Closed mr-sarthakgupta closed 1 week ago
Hi there 👋 this is possible, but you need to export the model (to ONNX) with those parameters defined. Do you know which model you want to run?
I'd like to run these models:
Hi @xenova please let me know how I could begin. Also, would it require changes for each model separately or could be done with a single change?
This resource should be able to help out: https://huggingface.co/docs/optimum/en/exporters/onnx/usage_guides/export_a_model#custom-export-of-transformers-models. Let me know if you have any questions! Since you're only focused on CLIP, it would just require a single change.
Here's the original CLIP ONNX config which you can use as inspiration: https://github.com/huggingface/optimum/blob/db51410ae5ef4cbde7518cf01a997239dffbde1d/optimum/exporters/onnx/model_configs.py#L889-L908 (all you probably need to do is add a value for the hidden layers.
Hi, thanks for the resources, but I can't seem to understand how code is functioning. On the surface it seems we're only passing dicts with dimension sizes. Please correct me if I'm wrong and let me know where I could read up and better understand what's happening.
Also: Would changing this require changing the way we load the model in transformersjs?
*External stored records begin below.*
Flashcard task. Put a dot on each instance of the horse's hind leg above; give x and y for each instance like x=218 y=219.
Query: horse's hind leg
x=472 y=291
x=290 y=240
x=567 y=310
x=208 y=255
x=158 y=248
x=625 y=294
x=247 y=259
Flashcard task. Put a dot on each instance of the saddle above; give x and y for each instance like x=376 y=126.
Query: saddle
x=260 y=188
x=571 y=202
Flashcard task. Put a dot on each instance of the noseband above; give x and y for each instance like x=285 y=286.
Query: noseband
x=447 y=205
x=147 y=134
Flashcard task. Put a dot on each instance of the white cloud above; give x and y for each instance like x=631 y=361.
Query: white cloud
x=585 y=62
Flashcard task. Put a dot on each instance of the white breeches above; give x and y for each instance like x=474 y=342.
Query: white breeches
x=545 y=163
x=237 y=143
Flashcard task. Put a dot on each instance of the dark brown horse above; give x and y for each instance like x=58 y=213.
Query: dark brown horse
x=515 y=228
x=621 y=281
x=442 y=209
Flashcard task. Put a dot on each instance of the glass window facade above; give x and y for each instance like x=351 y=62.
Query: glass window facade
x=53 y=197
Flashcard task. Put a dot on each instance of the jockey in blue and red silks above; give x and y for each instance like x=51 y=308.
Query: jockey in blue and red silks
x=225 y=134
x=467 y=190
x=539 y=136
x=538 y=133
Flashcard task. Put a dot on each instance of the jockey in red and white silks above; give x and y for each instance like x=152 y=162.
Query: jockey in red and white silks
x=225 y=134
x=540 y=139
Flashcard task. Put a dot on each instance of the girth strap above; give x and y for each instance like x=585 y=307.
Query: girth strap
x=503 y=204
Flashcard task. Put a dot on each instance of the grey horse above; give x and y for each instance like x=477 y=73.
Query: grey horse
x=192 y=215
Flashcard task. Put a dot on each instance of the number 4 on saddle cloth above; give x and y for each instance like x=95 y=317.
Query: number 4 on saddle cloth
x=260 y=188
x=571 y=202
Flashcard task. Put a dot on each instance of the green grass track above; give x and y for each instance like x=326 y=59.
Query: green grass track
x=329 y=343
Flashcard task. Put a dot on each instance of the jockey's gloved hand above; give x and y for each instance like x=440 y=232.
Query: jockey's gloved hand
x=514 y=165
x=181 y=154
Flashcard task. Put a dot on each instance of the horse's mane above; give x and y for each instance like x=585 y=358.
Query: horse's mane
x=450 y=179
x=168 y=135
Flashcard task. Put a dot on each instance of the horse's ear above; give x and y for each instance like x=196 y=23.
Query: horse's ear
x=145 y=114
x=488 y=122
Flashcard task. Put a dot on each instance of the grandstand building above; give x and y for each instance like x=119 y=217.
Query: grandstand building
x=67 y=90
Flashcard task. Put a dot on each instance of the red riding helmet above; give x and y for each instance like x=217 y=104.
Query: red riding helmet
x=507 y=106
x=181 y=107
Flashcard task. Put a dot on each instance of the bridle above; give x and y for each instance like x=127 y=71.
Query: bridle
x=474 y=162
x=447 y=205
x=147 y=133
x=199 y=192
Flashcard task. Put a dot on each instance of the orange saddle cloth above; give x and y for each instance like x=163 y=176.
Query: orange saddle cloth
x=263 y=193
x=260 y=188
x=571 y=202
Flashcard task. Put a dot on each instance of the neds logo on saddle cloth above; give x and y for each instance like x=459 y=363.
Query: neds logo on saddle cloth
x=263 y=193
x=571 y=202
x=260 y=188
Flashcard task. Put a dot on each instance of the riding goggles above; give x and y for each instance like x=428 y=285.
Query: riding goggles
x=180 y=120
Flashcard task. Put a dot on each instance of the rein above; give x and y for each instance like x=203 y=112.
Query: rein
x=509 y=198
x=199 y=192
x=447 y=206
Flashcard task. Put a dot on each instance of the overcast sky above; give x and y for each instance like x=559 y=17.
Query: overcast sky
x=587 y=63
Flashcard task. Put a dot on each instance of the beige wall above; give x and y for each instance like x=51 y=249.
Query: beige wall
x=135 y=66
Or we'd still be able to use something like CLIPModel.from_pretrained?
On the surface it seems we're only passing dicts with dimension sizes.
That's pretty much it - yes! torch.onnx.export
does the tracing for us and generates the graph.
Also: Would changing this require changing the way we load the model in transformersjs? Or we'd still be able to use something like CLIPModel.from_pretrained?
Nope, no change to usage! :)
If you have example python code for what you'd like to achieve, I can help create the equivalent JS code. Do you have a link to a tutorial/blog or something?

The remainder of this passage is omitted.